Alzheimer’s disease (AD) therapeutics targeting amyloid beta and phosphorylated tau have been associated with unclear clinical benefits. Chronic inflammation is thought to induce insulin resistance and promote neurodegenerative proteinopathies to compromise cognition. NE3107 is an oral, blood-brain‒permeable molecule that selectively inhibits inflammatory mediators and improves insulin signaling. NE3107 increased insulin sensitivity and restored metabolic homeostasis in patients with type 2 diabetes and inflammation and altered inflammatory biomarkers that have been associated with cognitive decline.

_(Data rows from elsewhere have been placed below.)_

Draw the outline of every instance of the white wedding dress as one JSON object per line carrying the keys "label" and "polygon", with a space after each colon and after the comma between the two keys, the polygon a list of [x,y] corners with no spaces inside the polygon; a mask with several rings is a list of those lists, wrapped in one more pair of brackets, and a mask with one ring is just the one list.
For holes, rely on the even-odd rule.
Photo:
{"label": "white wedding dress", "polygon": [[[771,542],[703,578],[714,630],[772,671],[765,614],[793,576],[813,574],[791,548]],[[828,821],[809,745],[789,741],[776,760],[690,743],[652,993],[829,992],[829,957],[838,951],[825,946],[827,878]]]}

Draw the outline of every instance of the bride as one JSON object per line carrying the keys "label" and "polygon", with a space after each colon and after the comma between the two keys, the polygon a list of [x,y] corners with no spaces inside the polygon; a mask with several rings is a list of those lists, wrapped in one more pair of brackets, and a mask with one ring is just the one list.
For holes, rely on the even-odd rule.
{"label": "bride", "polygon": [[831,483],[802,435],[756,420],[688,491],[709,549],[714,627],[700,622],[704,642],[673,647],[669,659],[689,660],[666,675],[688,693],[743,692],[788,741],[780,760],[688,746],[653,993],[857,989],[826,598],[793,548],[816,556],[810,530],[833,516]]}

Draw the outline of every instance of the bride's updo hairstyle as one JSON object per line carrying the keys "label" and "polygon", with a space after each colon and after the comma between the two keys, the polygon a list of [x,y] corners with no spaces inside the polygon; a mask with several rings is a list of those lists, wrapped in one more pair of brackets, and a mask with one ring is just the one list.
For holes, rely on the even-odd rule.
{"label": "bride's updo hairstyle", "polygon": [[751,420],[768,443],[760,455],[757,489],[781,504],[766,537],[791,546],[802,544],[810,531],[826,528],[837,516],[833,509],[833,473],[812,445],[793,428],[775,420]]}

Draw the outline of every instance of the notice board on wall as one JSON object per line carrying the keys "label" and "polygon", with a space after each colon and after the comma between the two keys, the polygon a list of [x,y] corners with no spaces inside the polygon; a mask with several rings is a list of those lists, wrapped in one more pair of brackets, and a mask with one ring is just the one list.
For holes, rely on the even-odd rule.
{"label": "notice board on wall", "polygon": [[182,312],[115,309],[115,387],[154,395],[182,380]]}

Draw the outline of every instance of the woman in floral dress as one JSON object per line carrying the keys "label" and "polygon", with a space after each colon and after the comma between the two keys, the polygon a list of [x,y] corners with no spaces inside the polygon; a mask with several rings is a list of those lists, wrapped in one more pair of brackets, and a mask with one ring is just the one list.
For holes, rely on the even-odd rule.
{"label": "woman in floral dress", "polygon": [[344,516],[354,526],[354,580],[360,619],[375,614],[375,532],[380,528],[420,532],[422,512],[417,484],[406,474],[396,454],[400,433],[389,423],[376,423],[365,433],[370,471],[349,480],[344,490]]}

We conducted an open-label, phase 2 trial to evaluate the efficacy and safety of NE3107 in patients with dementia.

Twenty-three participants were enrolled and received 20-mg oral NE3107 twice daily for 3 months. Participants were 50-89 years old with mild cognitive impairment (MCI) or mild dementia (Quick Dementia Rating Scale [QDRS] cutoff range: 1.5-12.5; Clinical Dementia Rating [CDR] score range: 0.5-1). Cognitive functioning (clinical outcomes) was evaluated at baseline and upon treatment completion using the QDRS, CDR score (estimated by the QDRS), Alzheimer’s Disease Assessment Scale-Cognitive Subscale 12, the Mini-Mental State Examination, and the Montreal Cognitive Assessment. Additionally, participants, caregivers, and clinicians were asked to report a Global Rating of Change.